Cool - want to give us the name of this place in Clapham? Seems that you have to go south of the river for the good stuff... anyone know any tapas bars in the north?

Phil

Haven't been for a while, but stopped going to Rebato's because of a little, ahem, cockroach problem. May well be sorted now, obviously, but the big one about 50 yards north on the same road is much, much better. Can't remember the name, but has outside seating, is double fronted and has an awning with Estrella on it over the front.


Also, I cannot recommend Mason de'Fellipe in Waterloo enough. Need to book for the evenings, but it's truly superb with one of the most interesting wine lists I've seen; all regional Spanish.

Anna

Fino in Charlotte Street is a bit 'sit-down' for a true Spanish experience but does very good modern tapas style food. Drink manzanilla (dry, almost salty sherry from Cadiz) with your tapas like they do in Madrid and Sevilla. Avoid callos (tripe) unless you are feeling very brave - the first and only time I tried it I could taste it three days later. And not in a good way.

Rob

Phil - got to disagree with you about Rebatos.
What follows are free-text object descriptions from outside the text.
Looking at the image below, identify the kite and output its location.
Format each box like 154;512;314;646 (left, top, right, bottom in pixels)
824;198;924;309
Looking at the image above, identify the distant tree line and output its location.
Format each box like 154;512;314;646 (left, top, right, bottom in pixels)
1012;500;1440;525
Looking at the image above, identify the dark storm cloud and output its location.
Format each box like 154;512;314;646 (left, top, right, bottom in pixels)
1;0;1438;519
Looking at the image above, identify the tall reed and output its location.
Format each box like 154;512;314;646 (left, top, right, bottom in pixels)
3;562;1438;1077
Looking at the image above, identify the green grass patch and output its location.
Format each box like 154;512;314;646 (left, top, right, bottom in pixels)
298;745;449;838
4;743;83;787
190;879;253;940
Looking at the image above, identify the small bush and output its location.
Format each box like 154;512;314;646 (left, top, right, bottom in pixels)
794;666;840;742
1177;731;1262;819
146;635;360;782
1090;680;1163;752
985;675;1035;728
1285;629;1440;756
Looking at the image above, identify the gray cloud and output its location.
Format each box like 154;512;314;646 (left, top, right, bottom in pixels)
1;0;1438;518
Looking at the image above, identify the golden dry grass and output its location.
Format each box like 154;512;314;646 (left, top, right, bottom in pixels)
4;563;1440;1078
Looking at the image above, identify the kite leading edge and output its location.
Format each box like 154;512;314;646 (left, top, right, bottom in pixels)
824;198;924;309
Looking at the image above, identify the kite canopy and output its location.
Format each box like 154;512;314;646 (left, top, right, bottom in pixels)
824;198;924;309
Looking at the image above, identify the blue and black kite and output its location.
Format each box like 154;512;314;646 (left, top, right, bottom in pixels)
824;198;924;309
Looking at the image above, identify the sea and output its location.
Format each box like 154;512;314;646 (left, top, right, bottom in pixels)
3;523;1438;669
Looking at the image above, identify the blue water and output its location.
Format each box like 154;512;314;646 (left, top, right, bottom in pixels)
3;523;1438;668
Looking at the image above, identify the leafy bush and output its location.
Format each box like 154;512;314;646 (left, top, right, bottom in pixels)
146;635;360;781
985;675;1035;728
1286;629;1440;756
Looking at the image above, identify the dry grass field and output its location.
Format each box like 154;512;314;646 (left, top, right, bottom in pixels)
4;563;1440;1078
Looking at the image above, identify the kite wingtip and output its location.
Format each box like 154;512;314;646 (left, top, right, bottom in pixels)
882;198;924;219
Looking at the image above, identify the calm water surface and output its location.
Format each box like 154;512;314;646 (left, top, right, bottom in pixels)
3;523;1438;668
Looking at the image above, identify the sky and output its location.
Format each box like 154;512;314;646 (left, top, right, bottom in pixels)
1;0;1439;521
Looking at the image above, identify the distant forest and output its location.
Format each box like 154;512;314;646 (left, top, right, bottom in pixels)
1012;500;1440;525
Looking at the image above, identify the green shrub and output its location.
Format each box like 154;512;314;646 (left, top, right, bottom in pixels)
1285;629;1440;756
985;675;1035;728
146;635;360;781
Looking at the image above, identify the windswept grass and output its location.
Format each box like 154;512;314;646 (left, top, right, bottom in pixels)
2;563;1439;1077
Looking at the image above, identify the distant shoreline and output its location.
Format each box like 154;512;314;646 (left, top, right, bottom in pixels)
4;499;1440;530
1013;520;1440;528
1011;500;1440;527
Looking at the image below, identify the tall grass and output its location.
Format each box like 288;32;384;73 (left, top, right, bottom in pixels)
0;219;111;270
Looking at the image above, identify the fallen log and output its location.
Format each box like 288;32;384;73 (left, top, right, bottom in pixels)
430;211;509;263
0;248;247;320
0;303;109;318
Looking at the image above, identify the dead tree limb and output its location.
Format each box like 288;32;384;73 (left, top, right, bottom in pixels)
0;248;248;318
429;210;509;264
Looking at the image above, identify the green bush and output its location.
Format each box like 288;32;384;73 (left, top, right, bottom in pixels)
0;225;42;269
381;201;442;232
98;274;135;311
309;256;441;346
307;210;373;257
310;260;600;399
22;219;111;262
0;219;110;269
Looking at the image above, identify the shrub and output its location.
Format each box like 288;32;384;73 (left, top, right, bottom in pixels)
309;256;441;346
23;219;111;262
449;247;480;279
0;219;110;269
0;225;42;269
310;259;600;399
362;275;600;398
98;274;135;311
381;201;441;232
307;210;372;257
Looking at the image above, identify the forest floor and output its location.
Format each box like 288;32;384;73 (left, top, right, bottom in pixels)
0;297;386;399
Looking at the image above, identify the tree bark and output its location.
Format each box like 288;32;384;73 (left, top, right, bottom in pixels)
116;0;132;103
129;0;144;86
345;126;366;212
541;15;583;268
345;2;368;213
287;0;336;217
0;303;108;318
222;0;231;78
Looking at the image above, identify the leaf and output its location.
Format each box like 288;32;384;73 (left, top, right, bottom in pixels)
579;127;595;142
I used to live opposite the Estrella and only ate their a couple of times because both times we found clingfilm in the food.

It's nice to sit and have a beer out front though.

Rebatos though has always been excellent and the staff are cracking. The only cockroaches I've seen in there have been the MI6 personel (boom boom).

Tamara S.

I second Don Felipe. They have this miniscule platform over a doorway (as memory serves) where they sometimes get a guitar player to perch and play acoustic music. Very well worth the wait.

El Molino on Holloway Rd is also very yummy. The Gambas al Ajillo is stellar and the resto is often packed on Friday and Saturday. Macondo on Hoxton Square doesn't do a whole tapas (as far as I know) but they have a lovely, lovely tortilla espanola with chunks of chorizo. Mmmm.